The new finding that radiocarbon-dated fossil bones unearthed from two sites in southern Spain, suggests that Neanderthals and modern humans never lived together in the region. The Neanderthals had been extinct before the arrival of modern humans.

Neanderthals are the closest extinct human relatives that lived in Europe. They are believed to have existed some 350,000 years ago, sharing the land with humans.

In order to prove the hypothesis, an international team of researchers conducted a study on the 215 bones unearthed from 11 different sites in southern Iberia.
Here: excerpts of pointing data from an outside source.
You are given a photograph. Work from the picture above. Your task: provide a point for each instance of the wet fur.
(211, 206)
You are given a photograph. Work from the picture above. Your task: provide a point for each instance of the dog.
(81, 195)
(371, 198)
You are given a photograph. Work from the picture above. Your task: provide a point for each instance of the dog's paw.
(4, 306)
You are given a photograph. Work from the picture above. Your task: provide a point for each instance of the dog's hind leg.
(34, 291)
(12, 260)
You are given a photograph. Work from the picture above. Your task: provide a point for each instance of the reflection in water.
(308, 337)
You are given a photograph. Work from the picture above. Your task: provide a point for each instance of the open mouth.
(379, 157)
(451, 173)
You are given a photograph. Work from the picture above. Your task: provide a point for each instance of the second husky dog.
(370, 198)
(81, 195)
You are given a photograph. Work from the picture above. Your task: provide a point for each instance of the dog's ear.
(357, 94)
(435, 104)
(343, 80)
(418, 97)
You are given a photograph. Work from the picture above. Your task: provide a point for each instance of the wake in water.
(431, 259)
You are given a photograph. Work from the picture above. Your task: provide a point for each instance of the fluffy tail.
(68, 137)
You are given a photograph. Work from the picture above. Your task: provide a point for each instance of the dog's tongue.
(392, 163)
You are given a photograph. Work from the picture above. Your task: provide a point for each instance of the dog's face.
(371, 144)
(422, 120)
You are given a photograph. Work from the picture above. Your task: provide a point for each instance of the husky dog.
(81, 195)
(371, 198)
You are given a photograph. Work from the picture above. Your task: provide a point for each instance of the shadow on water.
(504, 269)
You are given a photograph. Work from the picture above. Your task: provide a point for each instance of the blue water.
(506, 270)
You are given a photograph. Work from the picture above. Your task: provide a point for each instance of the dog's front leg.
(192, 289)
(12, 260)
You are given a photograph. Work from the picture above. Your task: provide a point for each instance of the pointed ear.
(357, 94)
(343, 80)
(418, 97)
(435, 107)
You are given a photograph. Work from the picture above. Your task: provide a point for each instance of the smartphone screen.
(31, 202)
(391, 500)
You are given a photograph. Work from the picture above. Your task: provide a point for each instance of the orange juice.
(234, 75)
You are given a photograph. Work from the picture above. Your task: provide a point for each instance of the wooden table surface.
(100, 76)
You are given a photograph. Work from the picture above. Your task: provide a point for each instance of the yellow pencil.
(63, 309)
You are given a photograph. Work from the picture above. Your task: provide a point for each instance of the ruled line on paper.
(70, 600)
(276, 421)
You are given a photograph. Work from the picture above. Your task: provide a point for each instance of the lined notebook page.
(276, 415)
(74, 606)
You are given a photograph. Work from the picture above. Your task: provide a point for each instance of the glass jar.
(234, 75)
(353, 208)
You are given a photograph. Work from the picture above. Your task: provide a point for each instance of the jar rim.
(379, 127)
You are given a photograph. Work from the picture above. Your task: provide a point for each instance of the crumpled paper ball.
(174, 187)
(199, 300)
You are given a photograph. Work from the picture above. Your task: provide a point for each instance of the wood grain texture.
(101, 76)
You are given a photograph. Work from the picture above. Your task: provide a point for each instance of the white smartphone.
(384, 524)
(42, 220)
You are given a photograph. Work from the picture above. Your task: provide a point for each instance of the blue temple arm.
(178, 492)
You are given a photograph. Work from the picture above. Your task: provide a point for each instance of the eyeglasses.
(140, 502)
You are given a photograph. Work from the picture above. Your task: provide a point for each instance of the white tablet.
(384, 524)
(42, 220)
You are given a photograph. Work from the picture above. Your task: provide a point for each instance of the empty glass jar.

With the help of a technique known as 'ultrafiltration', they were able to separate the contaminants from the mixture of protein. On re-analyzing the bones, they dated them to beyond the 50,000 year limit of radiocarbon dating.

"Our results cast doubt on a hypothesis that has been broadly accepted since the early 1990s - that the last place for surviving Neanderthals was in the southern Iberian Peninsula," researcher Rachel Wood, an archaeologist and radiocarbon specialist at Australian National University in Canberra, was quoted as saying in Latinos Post. "Much of the evidence that has supported this idea is based on a series of radiocarbon dates, which cluster at around 35,000 years ago. Our results call all of these results into question."

The study confirms that for about 1,000 years, modern humans and Neanderthals never co-existed. While there is no evidence that present-day humans and Neanderthals had a sexual relationship, the new study suggests that it could be before the arrival of the modern humans in Europe.

As quoted in Science Recorder, based on the genetic evidence, it can be stated that the interbreeding between the two species occurred before modern humans migrated out of Africa.

The details of the study were published in Proceedings of the National Academy of Sciences.